Alluvioni in Italia, la giusta politica contro il rischio idrogeologico
La presidente del Consiglio Giorgia Meloni e il presidente della Commissione europea hanno catturato lo scorso maggio la regione alluvionale dell’Emilia-Romagna. Crediti: governo.it CC-BY-NC-SA 3.0 Computer

La mappa aggiornata delle alluvioni in Italia

(Rinnovabili.it) – Quasi 50 alluvioni causate da intense piogge torrenziali, più di 11 fiumi esondati, 6 rotture per precipitazioni eccezionali ogni anno.

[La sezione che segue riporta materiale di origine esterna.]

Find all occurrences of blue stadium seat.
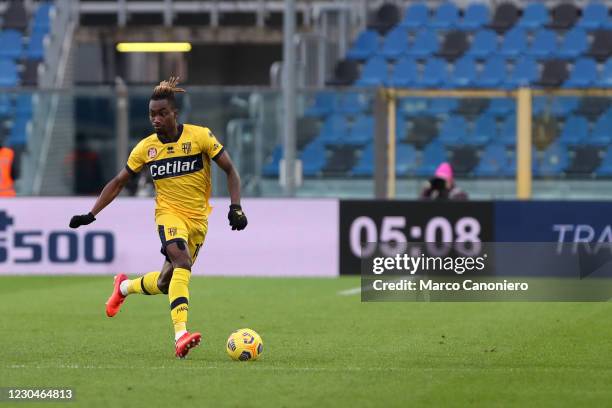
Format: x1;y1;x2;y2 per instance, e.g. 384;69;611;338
400;3;429;30
380;26;408;60
558;115;589;145
467;114;497;146
0;59;18;88
474;144;509;177
300;140;327;177
406;30;440;58
351;143;374;177
395;143;417;176
262;145;283;177
494;115;516;147
459;3;490;30
417;58;449;88
598;58;612;88
556;27;589;58
346;30;378;60
466;30;497;58
438;115;468;146
506;57;540;88
25;32;46;60
595;146;612;177
476;56;508;88
344;115;374;146
563;58;598;88
449;57;477;88
517;3;550;29
416;140;448;177
336;92;371;115
304;91;337;118
485;98;516;118
429;3;459;30
584;111;612;146
527;29;557;59
499;27;527;58
0;30;23;60
317;114;348;145
389;57;419;87
355;56;388;86
537;143;569;177
576;3;610;30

E’ la media che attraversa il Belpaese secondo i dati aggiornati dell’Osservatorio Città Clima di Legambienteche copre il periodo compreso tra il 2010 e il 31 ottobre 2023. Uno spaccato delle depositi alluvionali in Italia che sottolinea la necessità di rafforzare il clima politico e prevenzione del rischio idrogeologico.

La mappa dei alluvioni in Italia

I numeri dell’Osservatorio fotografano un paese in cui gli episodi di danni causati dall’acqua sono tutti all’ordine del giorno. E persino, in 14 anni, 684 alluvioni per piogge intense, 166 esondazioni di fiumi e 86 rotture sempre per piogge intenseche rappresentano il 49,1% del totale degli eventi censiti nel database.

La mappa di alluvionale in Italia mettere in zona rossa la Sicilia (86 casi), seguito da Lazio (72) e Lombardia (66). A seguire Emilia-Romagna, Campania, Puglia e Toscana in diretta 59 e 48 puntate. Anche loro sondaggi colpsicono l’intera penisola, da 30 casi della LOMBARDIA dal 25 in Emilia al 18 in Sicilia. Lombardia, Liguria, Calabria e Sicilia sono le regioni dove si registrano più freni.

Uno guardo più nel dettaglio rivela che le accuse collipiscono soprato le grande città. Roma su tutte con ben 49 puntate, seguono Bari con 21, Agrigento con 15, Palermo con 12, poi Ancora, Genova e Napoli con 10. I risultati, sotto il recente caso di Seveso, colpsicono Milano (20 casi), poi Sciacca, Genova e Senigallia, tutte sotto e 4 episodi.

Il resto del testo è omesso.